Deep Reinforcement Learning for Online Orchestration of Service Function Chains
Disclaimer: This is an unofficial implementation, trying to reproduce the deep reinforcement learning approach described in the NFVdeep paper by Xiao et al. as part of a graduate student project. While the implemented agent did learn over time, we were not able to reproduce the same results stated in the paper.
Advisor: Stefan Schneider
Developers: Nils Rudminat, Stefan Werner
Assuming an Anaconda (version 4.8.4) distribution has already been installed on an Ubuntu 18.04 machine, the environment can simply be cloned via conda env create -f environment.yml
. Depending on your system's setup, the installation of additional packages for RayTune
and the applied Tensorflow
version might be necessary.
The script.py
file serves as an interface to running either baseline or DRL agents on the NFVdeep environment with their default parameterization, i.e. whithout employing hyperparamter optimization. Here, you can specify the overlay topology and the network's resources, as well as properties of the arrival process. For instance, we may train an stable-baseline's PPO
DRL agent on the abilene
network with incoming requests arising from a Poisson process by executing:
python script.py
--agent PPO
--overlay <data path>/abilene.gpickle
--requests <request path>/requests.json
--output <output path>
--logs <log path>
We employ distributed (single node) Bayesian Optimization with BoTorch
and RayTune
in order to faciliate scalable hyperparameter optimization for our Reinforcement Learning agent. Specifically, we first specify a parameter search space from whom agent configurations are first sampled and subsequently evaluated. Here, tune.py
provides an interface to access our implementation's tuned DRL agents. Note, however, that absolute paths must be used, for instance by executing:
python tune.py
--agent PPO
--overlay <abs data path>/abilene.gpickle
--requests <abs request path>/requests.json
--output <abs output path>
--logs <abs log path>
The placement decisions for VNFs of arriving service requests are automatically tabulated in the placements.txt
file (shown below) under the --output
path, whereas recorded monitoring metrics such as the obtained reward or acceptance rate are logged to results.csv
. For each episode, trial and arriving service function request, we tabulate its arrival time, time-to-live, bandwidth demands, maximum end-to-end latency, requested VNFs (CPUs & memory) as well as a list of taken placement decisions (node indices). If the list of placements is empty, the request was not embedded to the substrate network and NFVdeep used its in-build backtracking mechanism to release bound resources.
Episode Trial Arrival TTL Bandwidth Max Latency VNFs (CPUs & memory) Placements
--------- ------- --------- ----- ----------- ------------- ----------------------- ------------
0 0 4495 73 71.2339 10000 [(7, 7.52), (10, 5.69)] [0, 2]
Our evaluation is primarily based on generating arrival times with respect to a Poisson process (exponential arrival and service times) and is only loosely based on the evaluation proposed in the original NFVdeep paper. The load of individual SFCs and VNFs is uniformly sampled within their bounds specified in the respective requests.json
files. All results simulate the SFC embedding problem on the real-world Abline network topology.

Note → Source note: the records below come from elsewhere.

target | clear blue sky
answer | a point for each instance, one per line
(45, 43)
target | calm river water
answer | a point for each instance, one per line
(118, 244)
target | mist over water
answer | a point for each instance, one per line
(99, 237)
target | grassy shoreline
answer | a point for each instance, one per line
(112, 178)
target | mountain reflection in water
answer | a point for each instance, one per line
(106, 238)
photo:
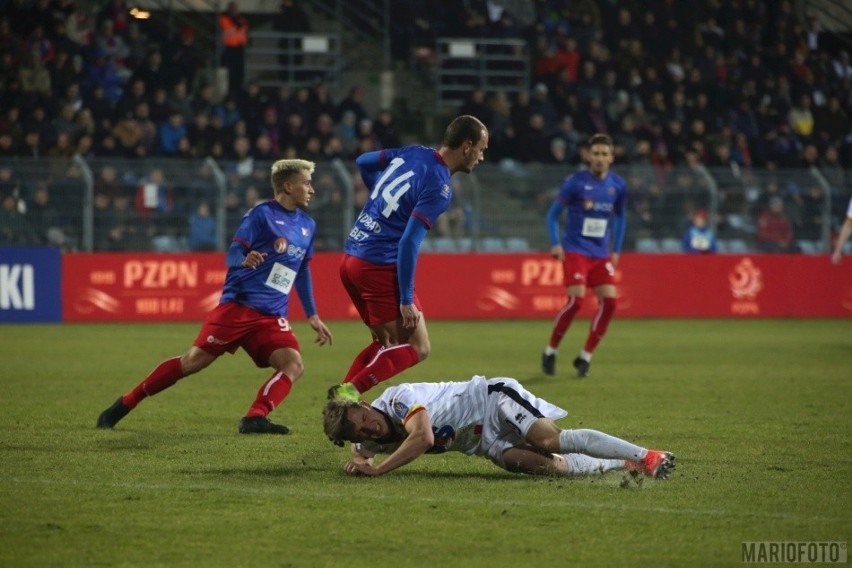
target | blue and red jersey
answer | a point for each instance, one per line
(596, 211)
(287, 238)
(412, 181)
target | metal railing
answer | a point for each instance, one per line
(296, 60)
(467, 64)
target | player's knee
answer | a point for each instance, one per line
(544, 435)
(194, 361)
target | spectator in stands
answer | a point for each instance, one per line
(843, 236)
(45, 218)
(354, 102)
(169, 133)
(291, 19)
(202, 229)
(386, 131)
(101, 222)
(534, 141)
(699, 237)
(183, 58)
(234, 28)
(34, 77)
(774, 229)
(180, 100)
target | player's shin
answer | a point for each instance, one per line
(162, 377)
(599, 445)
(563, 320)
(388, 363)
(271, 394)
(600, 323)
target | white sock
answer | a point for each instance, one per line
(599, 445)
(579, 464)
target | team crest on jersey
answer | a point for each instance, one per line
(399, 409)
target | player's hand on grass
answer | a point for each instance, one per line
(356, 468)
(323, 333)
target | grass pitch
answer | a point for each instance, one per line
(758, 413)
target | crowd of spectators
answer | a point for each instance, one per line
(733, 85)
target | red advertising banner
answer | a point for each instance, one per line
(156, 287)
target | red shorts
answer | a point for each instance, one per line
(233, 325)
(373, 289)
(587, 271)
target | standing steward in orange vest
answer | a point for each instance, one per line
(234, 28)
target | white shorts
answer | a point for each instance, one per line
(510, 412)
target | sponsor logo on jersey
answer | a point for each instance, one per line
(215, 341)
(592, 205)
(282, 246)
(399, 409)
(369, 223)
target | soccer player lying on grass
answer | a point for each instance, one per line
(495, 418)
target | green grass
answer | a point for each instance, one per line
(758, 413)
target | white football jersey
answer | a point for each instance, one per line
(466, 416)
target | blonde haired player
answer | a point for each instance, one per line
(268, 258)
(495, 418)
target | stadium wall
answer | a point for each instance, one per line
(40, 285)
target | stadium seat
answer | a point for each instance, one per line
(647, 245)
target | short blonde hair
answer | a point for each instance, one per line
(282, 170)
(335, 421)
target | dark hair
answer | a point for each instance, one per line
(464, 127)
(600, 139)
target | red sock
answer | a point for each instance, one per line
(362, 360)
(271, 394)
(387, 363)
(564, 318)
(165, 375)
(600, 323)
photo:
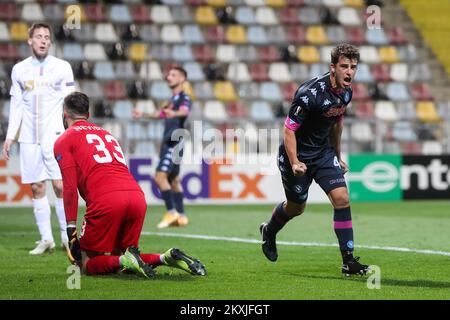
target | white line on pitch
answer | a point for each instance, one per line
(288, 243)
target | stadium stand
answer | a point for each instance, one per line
(245, 59)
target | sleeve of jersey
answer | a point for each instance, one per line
(68, 82)
(69, 175)
(15, 107)
(297, 113)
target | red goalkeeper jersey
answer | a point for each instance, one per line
(92, 162)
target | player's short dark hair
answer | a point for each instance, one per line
(345, 50)
(76, 104)
(37, 26)
(180, 69)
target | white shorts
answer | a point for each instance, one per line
(37, 163)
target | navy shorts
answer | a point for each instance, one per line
(325, 170)
(169, 160)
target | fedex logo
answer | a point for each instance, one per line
(213, 181)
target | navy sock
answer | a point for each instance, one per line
(344, 232)
(278, 220)
(168, 199)
(178, 199)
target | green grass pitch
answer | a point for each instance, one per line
(238, 270)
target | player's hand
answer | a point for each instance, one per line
(299, 169)
(343, 165)
(6, 148)
(74, 250)
(137, 113)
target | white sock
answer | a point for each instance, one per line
(60, 213)
(41, 210)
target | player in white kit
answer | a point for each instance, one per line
(39, 85)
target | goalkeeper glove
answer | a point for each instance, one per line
(74, 250)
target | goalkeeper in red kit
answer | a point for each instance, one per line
(92, 162)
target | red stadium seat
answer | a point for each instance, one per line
(203, 53)
(381, 72)
(397, 36)
(95, 12)
(421, 91)
(259, 72)
(140, 13)
(269, 53)
(115, 90)
(356, 35)
(8, 12)
(288, 15)
(296, 35)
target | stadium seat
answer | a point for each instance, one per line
(309, 15)
(104, 32)
(18, 31)
(150, 33)
(124, 70)
(388, 54)
(364, 110)
(140, 13)
(261, 111)
(247, 53)
(399, 72)
(268, 53)
(316, 35)
(236, 109)
(308, 54)
(215, 111)
(73, 51)
(94, 51)
(369, 54)
(348, 17)
(204, 15)
(397, 36)
(95, 12)
(236, 34)
(397, 91)
(192, 34)
(215, 34)
(421, 91)
(8, 12)
(238, 71)
(288, 90)
(224, 91)
(123, 109)
(259, 72)
(160, 90)
(427, 112)
(257, 35)
(203, 53)
(32, 12)
(265, 16)
(138, 52)
(376, 37)
(270, 91)
(182, 52)
(115, 90)
(226, 53)
(119, 13)
(299, 71)
(385, 110)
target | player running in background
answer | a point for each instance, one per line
(168, 169)
(92, 162)
(39, 85)
(312, 150)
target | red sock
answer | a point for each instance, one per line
(153, 259)
(103, 264)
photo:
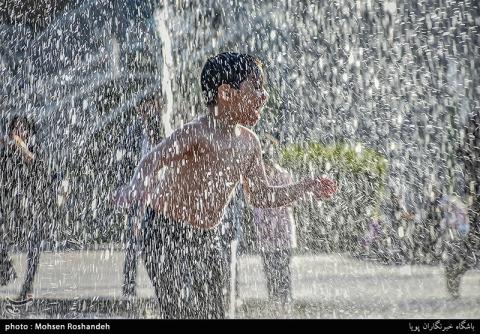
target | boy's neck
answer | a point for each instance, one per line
(217, 119)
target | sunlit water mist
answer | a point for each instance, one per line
(397, 77)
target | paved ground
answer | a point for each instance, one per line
(87, 284)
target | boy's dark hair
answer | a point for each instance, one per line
(227, 68)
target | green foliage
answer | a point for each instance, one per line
(338, 224)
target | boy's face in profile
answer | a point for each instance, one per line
(20, 130)
(248, 101)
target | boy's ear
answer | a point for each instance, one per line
(224, 92)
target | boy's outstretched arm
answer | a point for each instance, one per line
(263, 195)
(173, 148)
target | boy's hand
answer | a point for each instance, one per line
(323, 188)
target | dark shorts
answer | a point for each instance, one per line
(185, 266)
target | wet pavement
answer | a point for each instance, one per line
(87, 284)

First, we train and evaluate under randomly sampled input traffic traces and compare among PPO also its tuned variant against two heuristic baselines, i.e. against the random placement policy and a greedy first fit ('FirstFit') heuristic.

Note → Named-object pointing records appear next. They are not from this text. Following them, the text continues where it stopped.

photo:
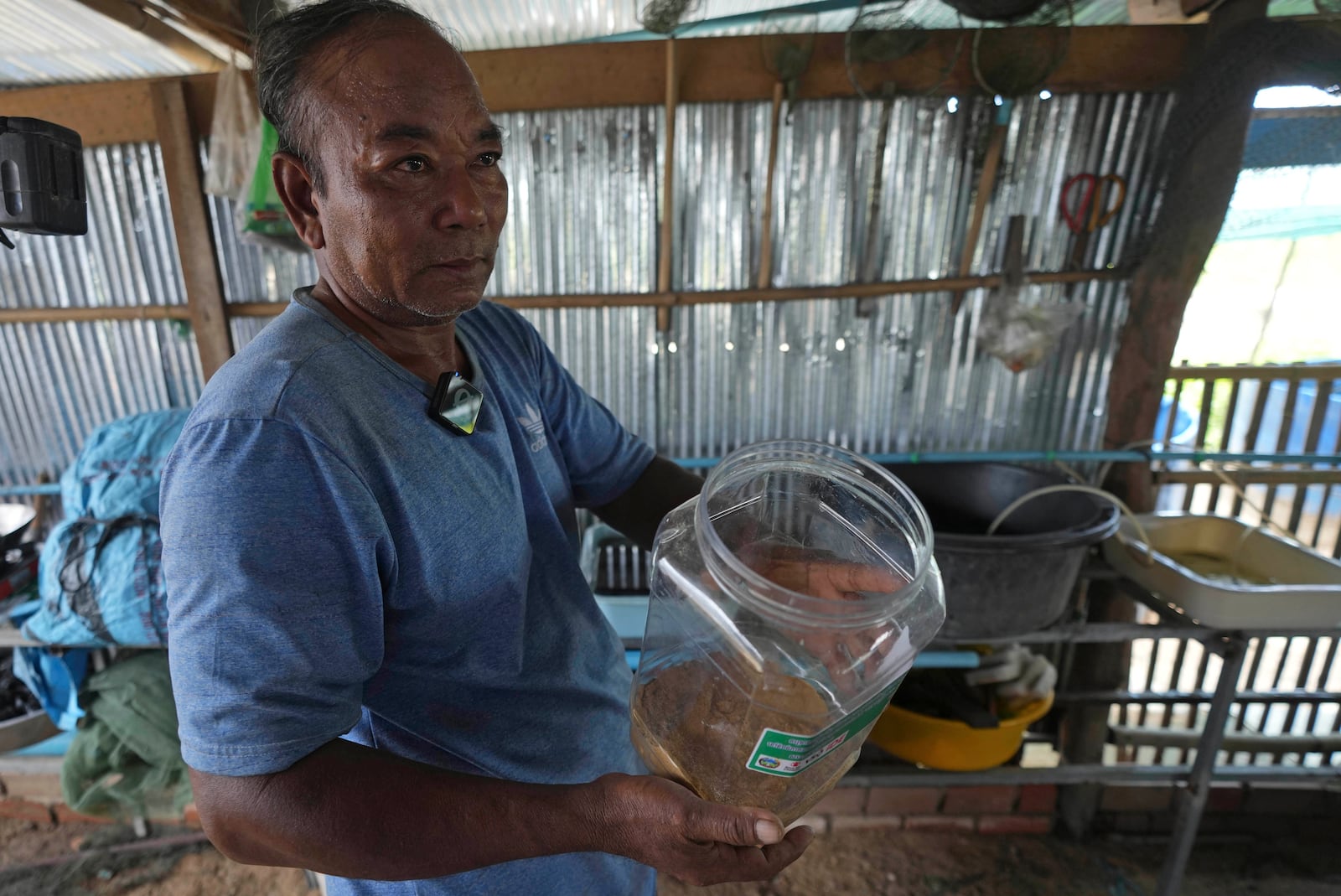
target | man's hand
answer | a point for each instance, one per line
(664, 825)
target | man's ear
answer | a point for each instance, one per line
(297, 192)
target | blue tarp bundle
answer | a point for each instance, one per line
(100, 576)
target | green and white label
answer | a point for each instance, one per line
(784, 754)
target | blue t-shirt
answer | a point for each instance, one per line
(341, 565)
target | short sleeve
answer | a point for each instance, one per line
(603, 458)
(274, 554)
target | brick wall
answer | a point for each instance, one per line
(1274, 809)
(1124, 809)
(1029, 809)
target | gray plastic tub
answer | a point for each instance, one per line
(1021, 578)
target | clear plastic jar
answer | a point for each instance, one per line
(788, 603)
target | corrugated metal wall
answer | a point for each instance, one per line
(58, 381)
(892, 375)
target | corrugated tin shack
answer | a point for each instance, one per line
(764, 220)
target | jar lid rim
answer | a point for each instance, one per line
(871, 479)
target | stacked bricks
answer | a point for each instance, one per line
(997, 809)
(1233, 809)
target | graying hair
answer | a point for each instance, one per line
(285, 46)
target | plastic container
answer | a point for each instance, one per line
(1229, 574)
(1021, 578)
(788, 603)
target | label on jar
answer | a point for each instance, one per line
(784, 754)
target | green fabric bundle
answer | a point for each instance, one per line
(125, 759)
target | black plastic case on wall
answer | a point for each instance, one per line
(42, 179)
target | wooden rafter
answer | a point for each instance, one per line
(134, 17)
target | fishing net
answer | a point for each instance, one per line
(664, 17)
(1010, 62)
(1002, 11)
(788, 44)
(882, 37)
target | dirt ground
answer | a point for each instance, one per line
(853, 862)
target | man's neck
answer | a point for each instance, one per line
(424, 350)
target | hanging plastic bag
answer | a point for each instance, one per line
(234, 136)
(1021, 334)
(263, 219)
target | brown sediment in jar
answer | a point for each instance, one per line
(695, 724)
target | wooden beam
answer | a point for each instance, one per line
(156, 30)
(98, 313)
(726, 297)
(585, 301)
(664, 254)
(634, 74)
(1200, 168)
(111, 111)
(1101, 60)
(191, 225)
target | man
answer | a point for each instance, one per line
(388, 666)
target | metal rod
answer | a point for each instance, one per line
(902, 775)
(1197, 697)
(1254, 743)
(1190, 802)
(967, 458)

Evidently, neither DRL agent matches the greedy baseline's performance in terms of the cumulated episode reward. However, both DRL agents improve upon random placement decisions and in few cases also accomplish competitive results.
The exogenous input process has a significant influence on an episode's trajectory independent from the respective agent's placement decisions. Therefore, training with episodes subject to randomly generated input traffic might cause high variance in the reward signal and ultimately prohibit effective policy improvement. Therefore, we replay input traffic in our experiments with 'static' input.
In comparison to the previous evaluation setup, the (tuned) PPO
policy manages to close the reward gap to the FirstFit
baseline significantly even though the greedy heuristic ultimately remains superior.
Lastly, we demonstrate that NFVdeep is not provided with effective means to learn concepts related to latency. Specifically, the agent is not provided with information that specifies its last placement decision and cannot determine an informed decision that minimizes latency. Hence, we compare the performance in two related scenarios where only the maximum latency constraints for SFCs vary.
While the ``FirstFit`` baseline accomplishes similar performance in both scenarios (the imposed maximum latency does not pose significant constraints on the placements), we find that the DRL agent's performance deteriorates which is consistent with the prior hypothesis.